Re: Don't Fix It if it is Not Broken (was Looking at Macs...)



In article <BF3669AF.34973%OhNoSPAM@xxxxxxxxxxx>, MR_ED_of_Course
<OhNoSPAM@xxxxxxxxxxx> wrote:

> The dispute is how often radiation causes errors for consumers, and then
> from that what action consumers should need to take.
>
> Where most of us are disagreeing with you Mark is that we see far less:
> Radiation -> RAM -> common every day file corruption
>
> Than we do:
> Causes X,Y,Z -> rare file corruption
>
> Where causes are most likely something like:
> X = drive failure
> Y = software error
> Z= user error


Okay, I can live with that line of thinking.

How many of us have been dead certain that we knew the exact cause for
a particular file being corrupted, only to find out later that we were
wrong, that it was some other totally unrelated "thing" that caused the
corruption.



> TechTool still does a memory check by writing the following patterns
> throughout the memory matrix and then reading and verifying each
> pattern:
> 10101010
> 01010101
> 11110000
> 00001111
> 11111111

Yep, MMMT (Mickey Mouse Memory Tests) Not much better than to POST
tests that OS X does at cold startup.



> I don't recall the memory test in previous versions of TechTool doing
> anything more substantial...other than having a very sexy voice.

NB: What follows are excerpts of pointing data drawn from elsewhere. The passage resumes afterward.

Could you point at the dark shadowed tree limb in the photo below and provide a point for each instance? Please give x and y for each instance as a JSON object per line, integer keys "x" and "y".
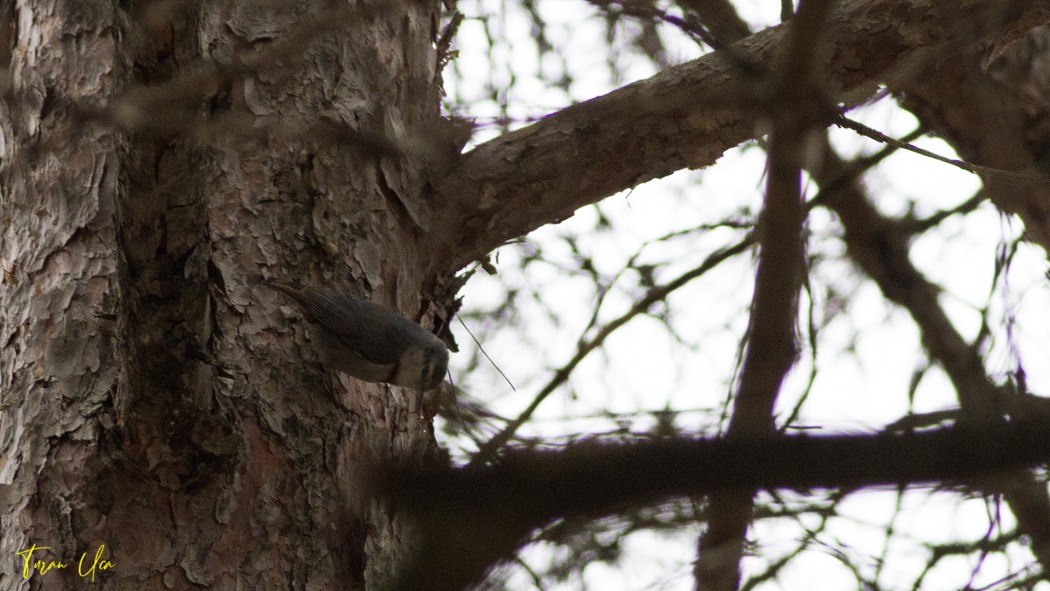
{"x": 880, "y": 246}
{"x": 687, "y": 117}
{"x": 474, "y": 519}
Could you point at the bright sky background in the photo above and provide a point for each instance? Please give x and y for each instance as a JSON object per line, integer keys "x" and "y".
{"x": 644, "y": 368}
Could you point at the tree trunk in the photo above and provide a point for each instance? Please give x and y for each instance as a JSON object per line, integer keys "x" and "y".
{"x": 158, "y": 156}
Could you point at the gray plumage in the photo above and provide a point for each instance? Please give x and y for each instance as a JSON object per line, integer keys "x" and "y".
{"x": 369, "y": 341}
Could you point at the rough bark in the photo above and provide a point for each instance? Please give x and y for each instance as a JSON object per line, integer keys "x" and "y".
{"x": 156, "y": 156}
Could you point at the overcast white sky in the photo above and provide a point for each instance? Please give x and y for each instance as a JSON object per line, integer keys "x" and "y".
{"x": 644, "y": 368}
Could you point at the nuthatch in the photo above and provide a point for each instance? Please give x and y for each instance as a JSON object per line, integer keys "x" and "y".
{"x": 369, "y": 341}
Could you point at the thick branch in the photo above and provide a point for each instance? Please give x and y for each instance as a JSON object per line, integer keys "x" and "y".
{"x": 473, "y": 519}
{"x": 686, "y": 117}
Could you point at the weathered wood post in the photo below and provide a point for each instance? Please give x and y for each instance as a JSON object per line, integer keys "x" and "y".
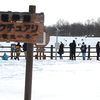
{"x": 29, "y": 65}
{"x": 89, "y": 52}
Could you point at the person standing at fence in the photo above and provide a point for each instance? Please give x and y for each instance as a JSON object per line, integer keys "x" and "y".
{"x": 83, "y": 50}
{"x": 70, "y": 45}
{"x": 73, "y": 50}
{"x": 25, "y": 49}
{"x": 18, "y": 51}
{"x": 61, "y": 50}
{"x": 98, "y": 49}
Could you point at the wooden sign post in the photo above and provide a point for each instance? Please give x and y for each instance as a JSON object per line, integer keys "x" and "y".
{"x": 29, "y": 65}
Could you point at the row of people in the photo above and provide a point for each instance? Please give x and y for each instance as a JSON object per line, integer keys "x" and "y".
{"x": 18, "y": 50}
{"x": 83, "y": 49}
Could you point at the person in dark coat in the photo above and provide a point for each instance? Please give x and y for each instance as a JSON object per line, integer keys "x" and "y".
{"x": 61, "y": 50}
{"x": 98, "y": 49}
{"x": 70, "y": 45}
{"x": 17, "y": 50}
{"x": 25, "y": 49}
{"x": 72, "y": 50}
{"x": 83, "y": 50}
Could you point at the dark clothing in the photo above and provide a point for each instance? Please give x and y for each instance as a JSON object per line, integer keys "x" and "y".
{"x": 61, "y": 50}
{"x": 25, "y": 47}
{"x": 98, "y": 50}
{"x": 72, "y": 50}
{"x": 18, "y": 52}
{"x": 83, "y": 48}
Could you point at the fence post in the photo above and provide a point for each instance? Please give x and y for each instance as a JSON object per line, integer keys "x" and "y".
{"x": 51, "y": 51}
{"x": 88, "y": 52}
{"x": 12, "y": 50}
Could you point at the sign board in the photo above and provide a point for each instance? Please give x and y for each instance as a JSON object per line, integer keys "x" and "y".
{"x": 46, "y": 39}
{"x": 21, "y": 27}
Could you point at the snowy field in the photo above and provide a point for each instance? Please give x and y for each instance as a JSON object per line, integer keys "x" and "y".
{"x": 53, "y": 79}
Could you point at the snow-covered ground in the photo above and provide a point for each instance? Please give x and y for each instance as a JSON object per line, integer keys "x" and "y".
{"x": 53, "y": 79}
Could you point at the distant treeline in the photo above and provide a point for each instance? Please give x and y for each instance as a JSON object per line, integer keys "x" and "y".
{"x": 89, "y": 28}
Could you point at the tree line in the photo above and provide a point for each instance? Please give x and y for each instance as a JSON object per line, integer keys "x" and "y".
{"x": 89, "y": 28}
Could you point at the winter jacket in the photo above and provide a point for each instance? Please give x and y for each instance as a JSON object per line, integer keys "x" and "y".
{"x": 25, "y": 47}
{"x": 61, "y": 50}
{"x": 83, "y": 48}
{"x": 18, "y": 46}
{"x": 97, "y": 47}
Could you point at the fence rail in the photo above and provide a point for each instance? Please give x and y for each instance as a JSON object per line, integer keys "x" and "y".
{"x": 49, "y": 52}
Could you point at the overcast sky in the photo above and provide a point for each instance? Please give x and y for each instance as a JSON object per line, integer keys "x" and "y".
{"x": 68, "y": 10}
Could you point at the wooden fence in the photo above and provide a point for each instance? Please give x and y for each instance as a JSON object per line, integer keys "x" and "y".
{"x": 49, "y": 52}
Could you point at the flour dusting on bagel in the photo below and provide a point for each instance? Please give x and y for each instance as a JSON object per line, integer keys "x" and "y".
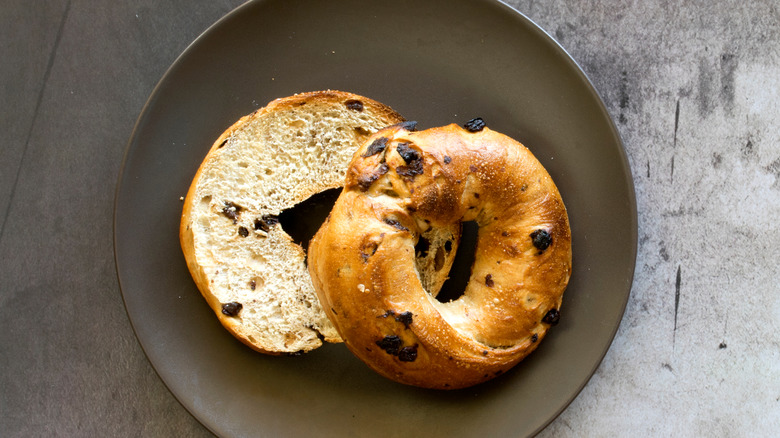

Believe me, they are *much* more comprehensive in the older version,
doing much more than the utility "memtest" for example. The old
version can even do the "Major March" RAM test, which is ordinarily
only done on the RAM of super-computers. If done on a Mac Lombard
powerbook, the estimated time to complete Major March is 662 days, or
about 2 years.

I normally only do the hour long tests, like "Rotational", "Web",
"Leap", "Arpeggio", which take four hours total.



> Though again, none of this should be considered "maintenance".

It's maintenance in the same sense that it prevents additional file
damage from occuring, which would otherwise happen if you developed bad
RAM suddenly, and did not test RAM.




> I think you're confusing neutron bombs with EMP devices.

Probably - - - I did not read enough of that dry scientific article
from that website to see whether the guy tied in the neutron
bombardment to computer failure.

For certain, massive neutron particle bombardment would not do a
computer's RAM any good.

A lot depends on the speed of those neutrons.

If they are up near the speed of light, they have a tremendous
penetrating power, no "shielding" is going to stop them.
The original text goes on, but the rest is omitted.